Relato de uma Despedida


Dezenas de ônibus se amontoavam pela linha de partida da rodoviária. E ele ainda nao conseguia entender como dois dias poderiam ter passado de uma forma tao absurdamente rápida. A menina parecia distante à sua frente. Os óculos borrados pela chuva e os lábios trêmulos indicavam que ela estava com frio. Ele secretamente esperava que ela colocasse as mãos geladas por baixo de seu casaco pesado, mas nao tinha coragem de pedir. Parecia ousado demais de sua parte. Como que lendo seus pensamentos, ela fez exatamente o que ele tanto pedia por telepatia.
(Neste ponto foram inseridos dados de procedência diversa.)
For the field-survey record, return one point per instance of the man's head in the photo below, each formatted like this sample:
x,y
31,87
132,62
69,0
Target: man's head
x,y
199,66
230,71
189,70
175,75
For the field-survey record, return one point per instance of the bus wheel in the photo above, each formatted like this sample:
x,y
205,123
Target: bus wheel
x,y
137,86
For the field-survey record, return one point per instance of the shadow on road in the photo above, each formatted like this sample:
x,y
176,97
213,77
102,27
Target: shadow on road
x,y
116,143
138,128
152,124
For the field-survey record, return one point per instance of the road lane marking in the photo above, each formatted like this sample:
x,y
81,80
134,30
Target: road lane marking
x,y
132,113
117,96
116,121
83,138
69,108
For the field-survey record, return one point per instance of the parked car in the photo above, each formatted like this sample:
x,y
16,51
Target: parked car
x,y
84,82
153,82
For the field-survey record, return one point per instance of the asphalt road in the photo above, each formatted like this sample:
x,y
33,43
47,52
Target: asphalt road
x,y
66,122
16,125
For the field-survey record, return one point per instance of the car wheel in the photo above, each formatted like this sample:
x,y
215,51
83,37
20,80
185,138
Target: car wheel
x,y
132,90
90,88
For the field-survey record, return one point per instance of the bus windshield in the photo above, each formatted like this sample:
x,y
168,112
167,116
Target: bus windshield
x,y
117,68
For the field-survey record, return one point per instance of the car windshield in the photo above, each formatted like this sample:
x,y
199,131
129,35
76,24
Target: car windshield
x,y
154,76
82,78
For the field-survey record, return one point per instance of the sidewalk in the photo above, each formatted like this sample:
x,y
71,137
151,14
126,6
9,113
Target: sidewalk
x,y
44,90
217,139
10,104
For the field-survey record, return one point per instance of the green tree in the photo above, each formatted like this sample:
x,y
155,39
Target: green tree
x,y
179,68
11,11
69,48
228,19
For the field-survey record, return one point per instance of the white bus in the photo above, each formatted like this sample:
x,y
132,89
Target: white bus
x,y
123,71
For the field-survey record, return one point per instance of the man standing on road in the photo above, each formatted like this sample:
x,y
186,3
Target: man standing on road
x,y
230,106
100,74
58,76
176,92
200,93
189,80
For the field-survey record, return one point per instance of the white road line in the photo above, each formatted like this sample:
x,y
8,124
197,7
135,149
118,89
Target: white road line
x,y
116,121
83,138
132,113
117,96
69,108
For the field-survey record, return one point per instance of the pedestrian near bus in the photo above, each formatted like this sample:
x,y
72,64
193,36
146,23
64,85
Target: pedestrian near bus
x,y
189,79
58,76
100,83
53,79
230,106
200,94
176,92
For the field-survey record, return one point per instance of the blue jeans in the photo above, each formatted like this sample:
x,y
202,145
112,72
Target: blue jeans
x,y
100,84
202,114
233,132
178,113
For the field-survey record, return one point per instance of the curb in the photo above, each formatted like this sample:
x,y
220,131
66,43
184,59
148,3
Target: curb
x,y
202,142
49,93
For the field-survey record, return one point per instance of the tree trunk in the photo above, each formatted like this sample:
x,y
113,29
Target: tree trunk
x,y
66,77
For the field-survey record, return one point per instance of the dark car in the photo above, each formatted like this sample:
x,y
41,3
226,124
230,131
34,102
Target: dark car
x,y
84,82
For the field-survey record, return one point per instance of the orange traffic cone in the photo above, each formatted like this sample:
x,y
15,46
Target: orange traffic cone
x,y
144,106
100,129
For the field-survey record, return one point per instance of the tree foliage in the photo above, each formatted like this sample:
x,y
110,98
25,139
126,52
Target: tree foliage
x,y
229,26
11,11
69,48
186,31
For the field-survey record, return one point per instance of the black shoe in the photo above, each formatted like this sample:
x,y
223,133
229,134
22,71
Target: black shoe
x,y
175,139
Sentiu um arrepio percorrer-lhe a espinha: suas mãos macias estavam mesmo geladas. Muito geladas. E ele nao se importava. Não conseguia parar de pensar sobre o quão injusto aquela cena parecia. Se pudesse, jamais tiraria seus pés dali. Mesmo que os all stars estivessem encharcados, graças à longa caminhada que tinha feito sobre poças e pingos incessantes de chuva. Suas roupas estavam pegajosas e quase podia sentir a gripe que lhe abraçaria assim que acordasse de manhã. Ela também nao estava muito apresentável, com uma touca maior do que a sua cabeça, os cabelos desgrenhados, as botas cheias de barro. Ainda assim, estava linda.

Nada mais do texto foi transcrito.